Bij aansluiting op de Mac verschijnt je apparaat niet in de navigatiekolom
Als je je iPhone of iPad met een USB-kabel op je Mac hebt aangesloten en het apparaat niet in de navigatiekolom van de Finder verschijnt, controleer je of je in de Finder-voorkeuren de juiste optie hebt geselecteerd.
Belangrijk: Werk je apparaat bij naar de nieuwste versie van iOS of iPadOS om te zorgen dat het compatibel is met de synchronisatiefuncties in macOS. Raadpleeg de gebruikershandleiding voor de iPhone, iPad of iPod touch voor informatie over het bijwerken van een iOS-of iPadOS-apparaat.
Verbind je apparaat met de Mac.
Je kunt je apparaat aansluiten via een USB- of USB-C-kabel of via een wifiverbinding.

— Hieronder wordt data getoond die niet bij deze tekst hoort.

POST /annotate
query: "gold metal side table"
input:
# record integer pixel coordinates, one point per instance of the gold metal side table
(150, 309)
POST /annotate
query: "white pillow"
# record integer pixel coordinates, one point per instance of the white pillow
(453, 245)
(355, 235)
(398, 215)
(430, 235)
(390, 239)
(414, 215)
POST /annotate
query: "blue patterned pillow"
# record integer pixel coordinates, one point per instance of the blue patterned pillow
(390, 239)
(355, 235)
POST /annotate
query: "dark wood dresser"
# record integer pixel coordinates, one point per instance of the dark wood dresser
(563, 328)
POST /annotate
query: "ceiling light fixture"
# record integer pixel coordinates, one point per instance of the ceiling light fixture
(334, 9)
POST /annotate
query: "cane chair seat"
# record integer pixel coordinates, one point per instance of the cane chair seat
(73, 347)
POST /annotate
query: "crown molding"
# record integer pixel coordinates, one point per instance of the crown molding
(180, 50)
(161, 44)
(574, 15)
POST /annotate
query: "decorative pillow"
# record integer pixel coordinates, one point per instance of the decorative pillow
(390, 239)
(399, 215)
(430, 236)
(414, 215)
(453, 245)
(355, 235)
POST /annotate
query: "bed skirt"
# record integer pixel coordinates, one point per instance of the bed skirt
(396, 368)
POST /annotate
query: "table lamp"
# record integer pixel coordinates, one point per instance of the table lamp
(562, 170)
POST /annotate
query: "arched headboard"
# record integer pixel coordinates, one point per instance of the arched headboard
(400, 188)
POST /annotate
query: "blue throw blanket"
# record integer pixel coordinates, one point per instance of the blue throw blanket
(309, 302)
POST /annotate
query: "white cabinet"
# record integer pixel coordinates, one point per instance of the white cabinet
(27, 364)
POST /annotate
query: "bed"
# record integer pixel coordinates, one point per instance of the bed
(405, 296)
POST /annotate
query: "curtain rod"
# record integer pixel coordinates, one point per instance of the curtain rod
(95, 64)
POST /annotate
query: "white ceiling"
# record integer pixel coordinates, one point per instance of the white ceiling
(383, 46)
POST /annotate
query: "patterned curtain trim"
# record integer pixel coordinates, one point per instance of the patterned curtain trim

Zie Materiaal via wifi synchroniseren tussen je Mac en iPhone of iPad om synchronisatie via wifi in te schakelen.
Kies in de Finder op de Mac 'Finder' > 'Voorkeuren' en klik op 'Navigatiekolom'.
Schakel onder 'Locaties' het aankruisvak 'Cd's, dvd's en iOS-apparaten' in.
Controleer of het apparaat nu wel in de navigatiekolom (onder 'Locaties') wordt weergegeven.
Klik op het apparaat om de synchronisatieopties weer te geven.